When he opened his eyes he was standing, fully dressed, in the center of a great marble-floored hall. Equidistant pillars formed a circle. He thought the shape of the place resembled a bird cage. No ceiling at all, only blue sky and a few scattered clouds, just like in a dream. It felt powerful and real, like dreams usually do, too.
He turned to the right and saw a man dressed in a black suit; black curls hung over his sideburns. Another man stood to his left. This one wore the typical attire of the Middle East. A long white beard partially covered the dark-skinned oval face. He looked familiar.
“A Rabbi, a Pope, and an Ayatollah.” A voice came from the top, like a public address system.
The Pope failed to see any speaker. Of course, without his glasses, that didn’t mean much these days. He put his hand to his face and was surprised to touch the thin-rimmed rectangular frames. Still, he had not realized it until a second before. He wasn’t sure the glasses were there even when he felt them.
“Together,” continued the voice, “you represent the majority of the human race.”
“Who are you?” The Ayatollah demanded.
“Where is this place?” The Rabbi asked.
The Pope felt compelled to shout a question, except he could not decide among the many he had. In the end, he said, “show yourself.”
The space between two columns turned dark, then blue, green, a kaleidoscope, then back to black. This darkness, however, seemed to have substance, like a cloth. The curtain-like material shrunk until it formed the shape of something that stood behind it.
A creature stood on two feet, like a man. The head was different, bigger and out of proportion. A human head represented an eighth of his total height; a fact that DaVinci had used to beautiful results in his paintings. The head on this thing was nothing human-like. Could it be a bird? Next the Pope noticed the creature had arms held a long cane in his right one.
“Behold, I am the Great Thoth.” The creature took a step forward.
Thoth? He knew the name belonged to an Egyptian deity. Looking up, he now recognized the bird head. Yes, it was an ibis.
“I brought you here because you represent the new religions in the world.”
“New religions?” The Rabbi looked offended. “Certainly, you must be confusing us.”
“Pharaohs were glorifying themselves too much. Ra forsook them and used your common ancestor to start a new race.” The ibis-headed creature paused long enough to take in the disbelief in the men’s faces.

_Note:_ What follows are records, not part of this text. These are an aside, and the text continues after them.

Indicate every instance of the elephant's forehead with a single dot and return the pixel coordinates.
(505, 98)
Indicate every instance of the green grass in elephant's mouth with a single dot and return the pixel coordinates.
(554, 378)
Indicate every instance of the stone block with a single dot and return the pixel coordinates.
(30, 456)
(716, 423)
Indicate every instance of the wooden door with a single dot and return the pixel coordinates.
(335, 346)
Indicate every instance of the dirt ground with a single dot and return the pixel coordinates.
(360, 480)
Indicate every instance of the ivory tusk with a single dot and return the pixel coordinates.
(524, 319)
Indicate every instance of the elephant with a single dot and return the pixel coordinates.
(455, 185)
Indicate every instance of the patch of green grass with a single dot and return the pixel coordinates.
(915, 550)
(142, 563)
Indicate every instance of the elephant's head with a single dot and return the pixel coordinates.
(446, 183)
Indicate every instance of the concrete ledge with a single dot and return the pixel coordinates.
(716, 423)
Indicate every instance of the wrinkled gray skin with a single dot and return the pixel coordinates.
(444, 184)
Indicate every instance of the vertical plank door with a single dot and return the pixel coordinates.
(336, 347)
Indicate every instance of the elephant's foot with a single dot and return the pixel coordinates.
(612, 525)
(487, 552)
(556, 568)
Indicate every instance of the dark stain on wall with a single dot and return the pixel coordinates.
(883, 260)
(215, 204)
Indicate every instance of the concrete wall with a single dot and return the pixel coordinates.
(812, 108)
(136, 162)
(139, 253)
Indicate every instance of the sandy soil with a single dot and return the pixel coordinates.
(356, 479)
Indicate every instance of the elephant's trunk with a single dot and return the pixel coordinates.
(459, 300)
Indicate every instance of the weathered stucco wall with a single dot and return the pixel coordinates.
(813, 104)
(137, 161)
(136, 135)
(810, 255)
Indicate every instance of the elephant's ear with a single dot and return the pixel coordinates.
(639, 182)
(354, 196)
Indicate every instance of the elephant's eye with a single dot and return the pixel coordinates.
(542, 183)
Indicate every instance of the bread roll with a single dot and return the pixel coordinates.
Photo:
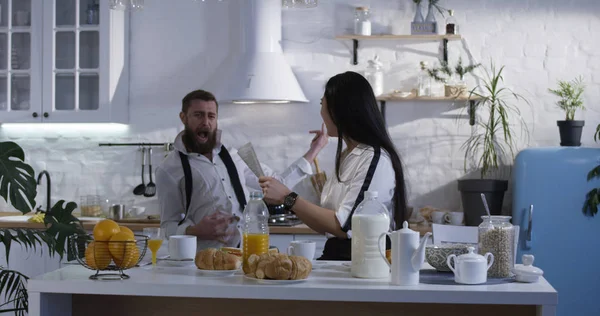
(277, 266)
(213, 259)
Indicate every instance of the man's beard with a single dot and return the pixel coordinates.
(190, 139)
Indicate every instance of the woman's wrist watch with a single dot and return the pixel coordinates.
(290, 200)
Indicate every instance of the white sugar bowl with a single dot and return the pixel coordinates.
(526, 272)
(470, 268)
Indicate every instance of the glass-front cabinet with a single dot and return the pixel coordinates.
(63, 61)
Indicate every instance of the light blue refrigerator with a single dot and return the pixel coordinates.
(564, 241)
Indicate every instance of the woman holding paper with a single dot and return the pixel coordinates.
(369, 161)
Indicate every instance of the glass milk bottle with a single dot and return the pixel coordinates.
(362, 24)
(256, 227)
(371, 218)
(374, 74)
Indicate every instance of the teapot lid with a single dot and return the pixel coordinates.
(406, 230)
(527, 268)
(471, 256)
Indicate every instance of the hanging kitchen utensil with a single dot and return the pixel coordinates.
(318, 180)
(141, 189)
(150, 187)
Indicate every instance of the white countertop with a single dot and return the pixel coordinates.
(329, 281)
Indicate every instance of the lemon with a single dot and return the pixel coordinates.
(127, 230)
(122, 248)
(97, 255)
(105, 229)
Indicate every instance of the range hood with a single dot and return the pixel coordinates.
(255, 70)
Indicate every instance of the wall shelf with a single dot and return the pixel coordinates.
(433, 37)
(383, 99)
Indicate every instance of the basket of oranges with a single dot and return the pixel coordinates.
(109, 250)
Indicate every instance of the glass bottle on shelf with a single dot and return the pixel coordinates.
(374, 74)
(497, 235)
(92, 12)
(451, 24)
(362, 24)
(424, 81)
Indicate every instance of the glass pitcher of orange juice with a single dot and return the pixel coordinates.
(256, 227)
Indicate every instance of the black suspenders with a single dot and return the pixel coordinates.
(361, 195)
(231, 171)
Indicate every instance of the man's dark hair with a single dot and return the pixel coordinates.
(197, 95)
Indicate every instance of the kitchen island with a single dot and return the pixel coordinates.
(329, 290)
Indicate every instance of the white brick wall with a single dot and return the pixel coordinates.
(176, 44)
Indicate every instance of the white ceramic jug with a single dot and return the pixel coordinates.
(470, 268)
(408, 254)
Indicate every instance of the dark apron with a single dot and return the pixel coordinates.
(231, 170)
(340, 249)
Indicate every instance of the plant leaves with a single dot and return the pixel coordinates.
(17, 178)
(13, 289)
(60, 224)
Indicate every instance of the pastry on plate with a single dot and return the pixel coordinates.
(216, 259)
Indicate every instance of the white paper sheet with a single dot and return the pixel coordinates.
(248, 155)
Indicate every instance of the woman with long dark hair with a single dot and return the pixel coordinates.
(369, 161)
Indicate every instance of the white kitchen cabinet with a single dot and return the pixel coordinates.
(62, 67)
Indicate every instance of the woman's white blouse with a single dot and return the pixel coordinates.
(340, 196)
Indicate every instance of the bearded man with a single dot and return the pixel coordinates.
(203, 186)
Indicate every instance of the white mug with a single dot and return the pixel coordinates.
(456, 218)
(440, 217)
(304, 248)
(182, 247)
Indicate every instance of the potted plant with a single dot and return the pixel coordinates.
(18, 188)
(452, 78)
(490, 147)
(570, 94)
(592, 198)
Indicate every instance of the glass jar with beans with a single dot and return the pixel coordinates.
(497, 235)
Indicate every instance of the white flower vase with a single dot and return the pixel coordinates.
(431, 18)
(418, 15)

“I know you don’t believe me. To help you understand, I brought somebody who has accompanied us in the afterworld for a long time.” Thoth tapped his long cane on the floor.
The Pope heard the thick dry echo and felt the vibration. The space between another two columns turned dark. Out of the black void stepped out a man wearing an immaculate white robe. A thick golden rope tied around the waist. The man flashed a benign smile showing even white teeth.
The Ayatollah reacted first. “Who are you?”
“I am the link that holds all of three of you together. I am the man willing to sacrifice his firstborn in the name of the Lord.”
“Father Abraham!” Rabbi said.
The old man nodded.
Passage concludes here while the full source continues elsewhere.